Paradossalmente, quello di George è il ‘migliore’ (fra mille virgolette) tra gli infortuni subiti dagli All-Star del draft 2010. Legamenti e muscoli non vengono coinvolti, così PG13 rientra in campo già sul finire della stagione 2014/15. Negli anni seguenti, riesce a riprendere il sentiero interrotto. Torna a livelli stellari con Indiana e si prende la rivincita con la nazionale, vincendo l’oro a Rio 2016. Nel 2017 passa agli Oklahoma City Thunder, dove cresce ulteriormente. Nel 2018/19 arriva terzo nelle votazioni per l’MVP, poi approda, insieme a Kawhi Leonard, ai Los Angels Clippers, nel tentativo di coronare col titolo NBA un percorso che, a un certo punto, sembrava finito in un vicolo cieco.

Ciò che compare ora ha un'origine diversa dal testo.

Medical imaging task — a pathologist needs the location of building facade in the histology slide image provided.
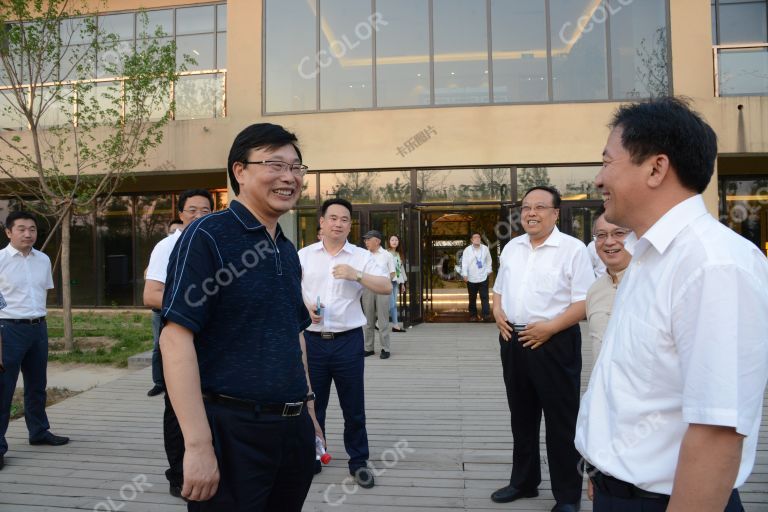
[0,0,768,322]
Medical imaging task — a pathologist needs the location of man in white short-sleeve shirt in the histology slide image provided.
[363,229,396,359]
[491,186,595,512]
[576,98,768,512]
[299,198,392,488]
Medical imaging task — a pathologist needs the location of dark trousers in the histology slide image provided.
[163,394,184,487]
[499,325,582,503]
[304,328,369,472]
[187,402,315,512]
[467,277,491,318]
[152,309,165,388]
[592,489,744,512]
[0,320,51,455]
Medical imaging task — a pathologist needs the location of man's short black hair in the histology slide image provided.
[320,197,352,217]
[5,210,37,231]
[227,123,302,195]
[176,188,213,212]
[609,97,717,194]
[523,185,562,208]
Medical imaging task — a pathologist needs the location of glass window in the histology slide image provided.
[320,171,411,204]
[416,168,510,203]
[433,0,489,105]
[264,0,318,112]
[216,4,227,32]
[176,5,215,35]
[719,0,768,44]
[374,0,431,107]
[318,0,373,110]
[718,48,768,96]
[608,0,669,99]
[99,12,134,41]
[491,0,549,103]
[174,74,224,120]
[550,0,608,101]
[176,34,215,71]
[517,165,602,201]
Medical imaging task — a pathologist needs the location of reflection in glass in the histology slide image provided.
[174,73,224,119]
[98,196,133,306]
[416,167,510,203]
[318,0,373,110]
[176,34,215,71]
[720,178,768,254]
[491,0,549,103]
[376,0,430,107]
[176,5,215,35]
[550,0,608,101]
[718,48,768,96]
[609,0,669,99]
[320,171,411,204]
[433,0,489,105]
[516,165,602,201]
[264,0,318,112]
[719,0,768,44]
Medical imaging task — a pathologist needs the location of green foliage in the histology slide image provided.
[48,312,152,367]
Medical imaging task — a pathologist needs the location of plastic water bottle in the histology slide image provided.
[315,436,331,464]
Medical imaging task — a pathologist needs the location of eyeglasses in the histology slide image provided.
[181,208,211,215]
[243,160,309,177]
[520,204,555,213]
[592,229,632,243]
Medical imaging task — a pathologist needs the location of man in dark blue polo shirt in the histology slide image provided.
[160,123,322,512]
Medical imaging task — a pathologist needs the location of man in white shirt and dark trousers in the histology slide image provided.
[461,233,493,322]
[363,229,396,359]
[299,198,392,489]
[144,188,213,498]
[576,98,768,512]
[491,186,595,512]
[0,212,69,469]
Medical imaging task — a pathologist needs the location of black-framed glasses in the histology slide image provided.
[592,228,632,242]
[520,204,555,213]
[243,160,309,177]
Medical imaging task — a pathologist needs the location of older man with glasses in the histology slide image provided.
[587,207,632,363]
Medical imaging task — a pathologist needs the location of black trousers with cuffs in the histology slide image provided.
[499,324,582,503]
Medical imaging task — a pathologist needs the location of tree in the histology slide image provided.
[0,0,183,350]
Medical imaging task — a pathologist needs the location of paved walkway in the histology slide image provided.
[0,324,768,512]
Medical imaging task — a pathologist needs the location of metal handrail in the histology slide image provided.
[712,43,768,98]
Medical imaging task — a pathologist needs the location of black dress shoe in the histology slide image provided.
[29,432,69,446]
[349,467,375,489]
[491,485,539,503]
[147,384,165,396]
[552,503,581,512]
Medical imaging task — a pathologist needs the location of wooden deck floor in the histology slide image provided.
[0,324,768,512]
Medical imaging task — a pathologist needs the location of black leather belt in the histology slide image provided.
[307,327,359,340]
[587,465,669,500]
[0,316,45,324]
[203,393,314,416]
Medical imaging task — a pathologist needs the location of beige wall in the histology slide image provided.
[13,0,768,211]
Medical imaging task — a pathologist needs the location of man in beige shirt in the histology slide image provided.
[587,208,632,363]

Tra i giocatori di rilievo usciti da questo draft, l’unico ad avere un anello al dito non è neanche stato scelto. La storia di Jeremy Lin, passato dal divano del compagno Landry Fields alle copertine di tutto il mondo, è ormai celebre. E’ forse meno noto che anche la sua carriera sia stata rovinata dagli infortuni. Sul più bello, proprio come per i suoi sfortunati compagni di draft. Il primo arriva proprio al culmine della ‘Linsanity’, quel folle periodo, tra febbraio e marzo del 2012, in cui il ragazzo di origine cino-taiwanese conquista la fama globale. Il 24 marzo, Lin è costretto a interrompere la sua stagione da sogno per una lesione al menisco. Non indosserà mai più la maglia numero 17 dei New York Knicks. Il secondo, come a chiusura di un sinistro cerchio, si verifica sempre a New York, ma stavolta al Barclays Center. Jeremy ha disputato un ottimo 2015/16 con gli Charlotte Hornets, poi ha firmato per i Brooklyn Nets. La sua prima stagione sull’altra sponda dell’East River è stata condizionata dai problemi fisici, che lo hanno limitato a 36 apparizioni. Il suo 2017/18 dura esattamente quanto quello di Hayward. Alla prima uscita stagionale, contro gli Indiana Pacers, subisce una lesione al legamento crociato del ginocchio destro. Esce dal campo fra le lacrime e gli sguardi attoniti di compagni, avversari e pubblico. Proprio come successo a Hayward, George e Cousins, il cui percorso nella NBA è iniziato lo stesso giorno: quello del draft 2010.